Mary Ann Riojas Wheelchair Fund established by CVS/Pharmacy in conjunction with “Extreme Makeover: Home Edition”


It was an early birthday present for an active little girl. Madison Moore, 5, took her brand new wheelchair for a spin Wednesday around the halls of The Rehabilitation Center at Children’s Hospital Central California just 11 days shy of her birthday.Sarah Moore pushes daughter Madison in new wheelchair

“It makes her so happy,” said Sarah Moore, Madison’s mother. “She’s never had a chair that fit her needs so for her to get one now it’s awesome.”

After years of using loaner wheelchairs, Madison was selected to benefit from the Mary Ann Riojas Wheelchair Fund established by CVS/Pharmacy in conjunction with “Extreme Makeover: Home Edition.” Riojas, a former employee of the Easter Seals Child Development Center at Children’s Hospital, is a mother of four who was born with no legs and one complete arm. The show partnered with De Young Properties to rebuild her Central Fresno home. During the January taping, the Moores, who are from Bakersfield, learned their daughter would receive a free wheelchair.

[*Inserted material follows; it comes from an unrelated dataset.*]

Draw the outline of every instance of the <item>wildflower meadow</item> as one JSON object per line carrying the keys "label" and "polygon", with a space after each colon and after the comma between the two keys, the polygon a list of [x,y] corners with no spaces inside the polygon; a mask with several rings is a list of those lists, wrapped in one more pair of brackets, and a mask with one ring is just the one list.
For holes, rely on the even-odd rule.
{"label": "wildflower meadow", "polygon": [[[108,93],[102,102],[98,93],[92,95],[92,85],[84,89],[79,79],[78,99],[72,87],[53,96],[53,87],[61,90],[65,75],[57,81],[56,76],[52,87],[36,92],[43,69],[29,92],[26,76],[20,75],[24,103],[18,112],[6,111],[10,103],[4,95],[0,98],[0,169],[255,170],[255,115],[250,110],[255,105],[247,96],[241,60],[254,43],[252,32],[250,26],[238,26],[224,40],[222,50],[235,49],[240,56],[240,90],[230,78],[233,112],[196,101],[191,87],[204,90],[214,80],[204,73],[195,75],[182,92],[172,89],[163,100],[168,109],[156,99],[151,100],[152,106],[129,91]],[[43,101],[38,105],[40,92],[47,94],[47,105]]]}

“We haven’t been able to afford a chair,” Moore said. “A big burden was lifted off our shoulders.” 

Benefitting from the Riojas wheelchair fund was especially meaningful since the Moores met Riojas more than five years ago during Madison’s extended stay at Children’s Hospital.

When Madison was 5 months old, she developed a form of meningitis called meningococcemia. She eventually went into septic shock, which led to the amputation of both legs and several fingers. Madison spent four months in The Rehabilitation Center. To keep the family together, the Moores enrolled their older son, Hunter, now 8, in the child development center.

“Mary Ann was the one who registered him,” Moore said. “I remember thinking if this woman can do it, I know Madison won’t have any issues.”

Madison received an extra light-weight Quickie wheelchair with a candy turquoise frame and wheels that light up in the front. It has a foam and gel seat cushion to prevent pressure sores and can adapt to prosthetics – or her “bendy legs” as she calls them – when she gets them.

“We definitely wanted something that was light weight and easy to get in and out of because the chair is an extension of her,” said Mike Alaniz, physical therapist. “She’s very active and needed something to support her activity level.”

Madison, who also has a 3-year-old brother, Logan, likes to play with dolls and ride “bikes” with her brothers. When the show aired in March, the Moores were struck by Madison and Riojas’ similar independent personalities.

“Madison doesn’t have an issue not asking for help,” Moore said. “She will push a chair and climb up and get it. My husband was crying, saying, ‘Oh my, they do a lot of the same things.’”

Madison, who starts first grade in the Fall, continues to see Dr. Peter Witt in the Plastic Surgery practice. Each time the family comes to the Hospital, they visit their “family” in The Rehabilitation Center.

“It’s been really nice to see her growing from a baby to a little lady,” Alaniz said.